This month, we’d like to share the following article, courtesy of the Urology Care Foundation.
April is Testicular Cancer Awareness month. According to the American Cancer Society (ACS), testicular cancer is relatively rare . Roughly 1 out of every 250 men will develop the disease in their lifetime. However, the incidence rate of testicular cancer has been on the rise over the past several decades, and an estimated 9,310 men will be diagnosed in the United States this year.
Top 5 Questions to Ask Your Doctor
One of the most important things you can do after being diagnosed is to have an ongoing, open dialogue with your doctor to make sure you stay informed and active about your care.
Here is a list of questions to bring to your appointment. Tip: bring a notebook to write down their answers, or plan to record them on your phone.
1. What coping mechanisms do you recommend?
A cancer diagnosis significantly impacts not only your physical health, but your mental and emotional well-being.

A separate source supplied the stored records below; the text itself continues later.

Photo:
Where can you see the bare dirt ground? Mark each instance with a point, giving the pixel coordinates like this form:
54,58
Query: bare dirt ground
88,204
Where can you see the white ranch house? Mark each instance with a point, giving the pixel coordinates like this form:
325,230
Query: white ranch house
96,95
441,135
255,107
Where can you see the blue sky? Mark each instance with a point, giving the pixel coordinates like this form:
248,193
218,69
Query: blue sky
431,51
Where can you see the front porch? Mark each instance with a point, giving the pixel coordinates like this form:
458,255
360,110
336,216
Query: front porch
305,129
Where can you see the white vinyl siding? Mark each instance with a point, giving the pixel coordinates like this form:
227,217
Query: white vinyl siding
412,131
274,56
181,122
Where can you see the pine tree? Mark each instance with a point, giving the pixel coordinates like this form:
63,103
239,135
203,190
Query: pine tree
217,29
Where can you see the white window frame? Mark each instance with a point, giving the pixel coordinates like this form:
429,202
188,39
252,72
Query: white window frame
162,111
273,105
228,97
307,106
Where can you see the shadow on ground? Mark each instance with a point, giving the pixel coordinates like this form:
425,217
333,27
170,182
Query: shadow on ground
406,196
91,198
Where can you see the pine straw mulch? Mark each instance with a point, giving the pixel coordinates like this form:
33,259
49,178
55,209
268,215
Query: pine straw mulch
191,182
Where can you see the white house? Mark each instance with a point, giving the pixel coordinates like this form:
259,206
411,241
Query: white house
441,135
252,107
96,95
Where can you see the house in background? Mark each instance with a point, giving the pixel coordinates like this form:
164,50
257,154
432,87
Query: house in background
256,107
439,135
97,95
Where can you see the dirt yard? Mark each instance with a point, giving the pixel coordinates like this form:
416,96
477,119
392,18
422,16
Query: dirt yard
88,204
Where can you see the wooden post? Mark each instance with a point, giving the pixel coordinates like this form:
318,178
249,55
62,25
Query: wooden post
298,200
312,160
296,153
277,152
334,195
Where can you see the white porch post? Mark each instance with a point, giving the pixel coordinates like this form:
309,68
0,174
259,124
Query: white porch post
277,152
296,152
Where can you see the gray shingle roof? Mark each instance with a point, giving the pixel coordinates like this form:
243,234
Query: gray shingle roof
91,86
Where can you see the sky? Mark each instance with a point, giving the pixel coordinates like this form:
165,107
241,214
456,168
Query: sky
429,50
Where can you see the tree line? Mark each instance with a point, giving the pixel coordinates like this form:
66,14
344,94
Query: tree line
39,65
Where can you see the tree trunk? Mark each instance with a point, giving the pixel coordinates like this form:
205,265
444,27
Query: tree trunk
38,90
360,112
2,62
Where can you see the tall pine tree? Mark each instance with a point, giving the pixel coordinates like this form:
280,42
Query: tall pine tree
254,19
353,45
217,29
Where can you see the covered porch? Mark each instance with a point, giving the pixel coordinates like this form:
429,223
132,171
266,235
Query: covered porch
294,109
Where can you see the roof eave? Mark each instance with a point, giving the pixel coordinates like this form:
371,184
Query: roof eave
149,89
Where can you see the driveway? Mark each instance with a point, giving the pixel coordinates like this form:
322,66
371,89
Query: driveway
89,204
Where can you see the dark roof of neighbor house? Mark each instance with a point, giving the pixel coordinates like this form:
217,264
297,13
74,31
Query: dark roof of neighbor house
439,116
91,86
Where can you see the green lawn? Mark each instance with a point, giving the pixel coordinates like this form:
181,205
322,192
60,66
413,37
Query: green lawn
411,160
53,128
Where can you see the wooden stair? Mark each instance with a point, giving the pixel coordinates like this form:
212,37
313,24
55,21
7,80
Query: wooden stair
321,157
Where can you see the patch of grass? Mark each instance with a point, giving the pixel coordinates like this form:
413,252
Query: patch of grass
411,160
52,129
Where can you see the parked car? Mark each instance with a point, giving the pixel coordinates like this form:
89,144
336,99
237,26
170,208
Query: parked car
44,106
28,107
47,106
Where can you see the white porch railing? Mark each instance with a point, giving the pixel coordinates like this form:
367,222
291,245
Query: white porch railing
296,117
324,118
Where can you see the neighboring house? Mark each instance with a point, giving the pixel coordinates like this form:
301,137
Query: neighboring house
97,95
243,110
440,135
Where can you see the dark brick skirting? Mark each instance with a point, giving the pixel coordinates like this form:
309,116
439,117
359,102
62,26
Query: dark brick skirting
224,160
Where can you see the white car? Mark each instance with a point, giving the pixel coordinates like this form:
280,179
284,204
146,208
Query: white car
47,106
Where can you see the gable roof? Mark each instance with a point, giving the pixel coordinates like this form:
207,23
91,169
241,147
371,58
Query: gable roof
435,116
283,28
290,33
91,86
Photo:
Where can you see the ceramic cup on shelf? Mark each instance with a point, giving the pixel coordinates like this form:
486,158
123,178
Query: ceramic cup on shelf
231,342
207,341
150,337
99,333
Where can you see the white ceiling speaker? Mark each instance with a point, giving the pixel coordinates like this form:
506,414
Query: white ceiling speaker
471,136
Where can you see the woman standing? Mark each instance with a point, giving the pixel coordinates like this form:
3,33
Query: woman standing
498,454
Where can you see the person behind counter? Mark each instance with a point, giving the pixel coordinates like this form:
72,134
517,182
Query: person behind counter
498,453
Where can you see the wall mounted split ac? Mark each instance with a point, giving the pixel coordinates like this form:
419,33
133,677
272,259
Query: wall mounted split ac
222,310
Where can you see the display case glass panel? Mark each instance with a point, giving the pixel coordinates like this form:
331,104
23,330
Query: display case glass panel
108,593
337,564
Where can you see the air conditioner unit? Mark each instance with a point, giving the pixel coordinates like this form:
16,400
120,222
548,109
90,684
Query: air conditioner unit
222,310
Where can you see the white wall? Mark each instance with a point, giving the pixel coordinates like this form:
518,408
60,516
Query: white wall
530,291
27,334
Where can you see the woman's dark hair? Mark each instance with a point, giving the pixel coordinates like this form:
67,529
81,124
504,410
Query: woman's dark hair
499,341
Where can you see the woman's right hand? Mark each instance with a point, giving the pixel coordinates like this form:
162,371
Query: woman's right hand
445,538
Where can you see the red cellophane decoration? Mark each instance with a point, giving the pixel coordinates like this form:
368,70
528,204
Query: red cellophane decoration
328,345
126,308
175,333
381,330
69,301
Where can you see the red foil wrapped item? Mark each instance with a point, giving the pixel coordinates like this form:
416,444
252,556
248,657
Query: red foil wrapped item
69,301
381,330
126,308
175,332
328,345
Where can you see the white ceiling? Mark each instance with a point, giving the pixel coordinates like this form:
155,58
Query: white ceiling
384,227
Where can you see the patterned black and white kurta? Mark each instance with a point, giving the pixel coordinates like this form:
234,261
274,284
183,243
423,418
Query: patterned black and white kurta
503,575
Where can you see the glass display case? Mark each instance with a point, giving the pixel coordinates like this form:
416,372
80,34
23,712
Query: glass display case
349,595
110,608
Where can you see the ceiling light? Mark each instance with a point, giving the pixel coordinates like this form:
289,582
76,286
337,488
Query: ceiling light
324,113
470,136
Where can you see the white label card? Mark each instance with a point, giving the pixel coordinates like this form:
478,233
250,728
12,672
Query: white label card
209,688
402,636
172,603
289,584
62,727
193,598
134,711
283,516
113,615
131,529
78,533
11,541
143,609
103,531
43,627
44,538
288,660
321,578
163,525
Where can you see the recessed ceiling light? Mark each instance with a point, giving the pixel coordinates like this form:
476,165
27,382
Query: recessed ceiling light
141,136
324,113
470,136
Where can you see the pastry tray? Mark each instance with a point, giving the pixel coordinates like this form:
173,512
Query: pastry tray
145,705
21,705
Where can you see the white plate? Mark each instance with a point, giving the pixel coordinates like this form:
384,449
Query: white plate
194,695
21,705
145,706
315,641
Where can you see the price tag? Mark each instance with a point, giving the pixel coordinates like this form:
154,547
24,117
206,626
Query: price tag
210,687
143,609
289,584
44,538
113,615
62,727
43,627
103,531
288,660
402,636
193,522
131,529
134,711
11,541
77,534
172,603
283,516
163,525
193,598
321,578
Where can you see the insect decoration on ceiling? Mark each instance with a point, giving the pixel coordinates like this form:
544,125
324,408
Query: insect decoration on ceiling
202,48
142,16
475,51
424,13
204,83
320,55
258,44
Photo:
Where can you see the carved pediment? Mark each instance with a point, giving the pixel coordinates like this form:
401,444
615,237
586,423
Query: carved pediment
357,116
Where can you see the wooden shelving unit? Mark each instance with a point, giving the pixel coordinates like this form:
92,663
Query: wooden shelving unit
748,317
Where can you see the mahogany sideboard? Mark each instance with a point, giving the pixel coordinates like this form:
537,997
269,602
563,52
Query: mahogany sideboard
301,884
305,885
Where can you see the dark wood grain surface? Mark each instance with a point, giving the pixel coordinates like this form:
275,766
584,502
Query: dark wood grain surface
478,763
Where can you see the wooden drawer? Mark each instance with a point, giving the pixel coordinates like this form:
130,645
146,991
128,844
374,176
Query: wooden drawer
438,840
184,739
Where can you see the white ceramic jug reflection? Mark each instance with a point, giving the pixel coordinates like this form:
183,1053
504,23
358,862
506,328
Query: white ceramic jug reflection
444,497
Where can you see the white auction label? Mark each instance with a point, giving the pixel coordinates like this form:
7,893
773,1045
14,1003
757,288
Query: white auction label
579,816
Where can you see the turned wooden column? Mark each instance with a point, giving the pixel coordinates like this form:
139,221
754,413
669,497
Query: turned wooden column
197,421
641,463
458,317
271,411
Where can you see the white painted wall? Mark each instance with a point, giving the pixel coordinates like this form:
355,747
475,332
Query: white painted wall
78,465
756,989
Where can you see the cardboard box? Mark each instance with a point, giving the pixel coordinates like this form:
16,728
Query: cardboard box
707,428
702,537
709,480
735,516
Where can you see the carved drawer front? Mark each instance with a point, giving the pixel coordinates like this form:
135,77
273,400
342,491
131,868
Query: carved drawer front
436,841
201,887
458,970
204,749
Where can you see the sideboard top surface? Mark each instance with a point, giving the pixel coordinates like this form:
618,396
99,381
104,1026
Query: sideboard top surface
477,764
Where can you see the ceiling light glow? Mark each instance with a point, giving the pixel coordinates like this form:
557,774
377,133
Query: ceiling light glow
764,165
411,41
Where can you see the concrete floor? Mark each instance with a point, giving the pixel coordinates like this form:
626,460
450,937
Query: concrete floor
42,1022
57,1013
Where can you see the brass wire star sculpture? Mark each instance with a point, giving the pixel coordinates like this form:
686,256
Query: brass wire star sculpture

Feelings of depression, anxiety, and fear are very common and considered normal reactions. Your health care team is an indispensable resource for helping you find the support you need to cope. And patients with more social support usually feel less anxious and depressed and report having a better quality of life.
2. What type of testicular cancer do I have and what stage is my tumor?
The better informed you are about your specific diagnosis, the better you’ll be able to make decisions on your own behalf. There are two main types of testicular cancer , known as seminomas and non-seminomas. Knowing how advanced the cancer is, or what stage it’s in, will also determine your treatment options.
3. What treatment plan is right for me?
The type of treatment your doctor will recommend will depend on your specific diagnosis and type of testicular cancer. Generally speaking, treatment options for testicular cancer include surgery, radiation, and chemotherapy.
4. What lifestyle changes should I make?
The Testicular Cancer Foundation (TCF) urges all men to be advocates for their own health. This includes living a healthy lifestyle – a well-balanced diet and exercise. Additionally, TCF urges men to take their time and be patient when jumping back into work and daily life.
Your doctor will be able to give you specific diet and exercise recommendations that are best suited for you.
5. What are some of the biggest difficulties I might face after treatment?
Side effects and experiences vary widely from person to person and depend on your diagnosis. According to TCF, many survivors struggle with PTSD, depression, “feel as if they have lost their ‘manhood,’ and fear re-occurrence. Some men struggle with infertility as well.” Your doctor can help you find the best resources and support systems to improve your quality life after treatment.
Early detection of testicular cancer is critical and makes all the difference when it comes to treatment, recovery, and survival rate. In celebration of Testicular Cancer Awareness Month, take the opportunity to check yourself and get a physical exam today.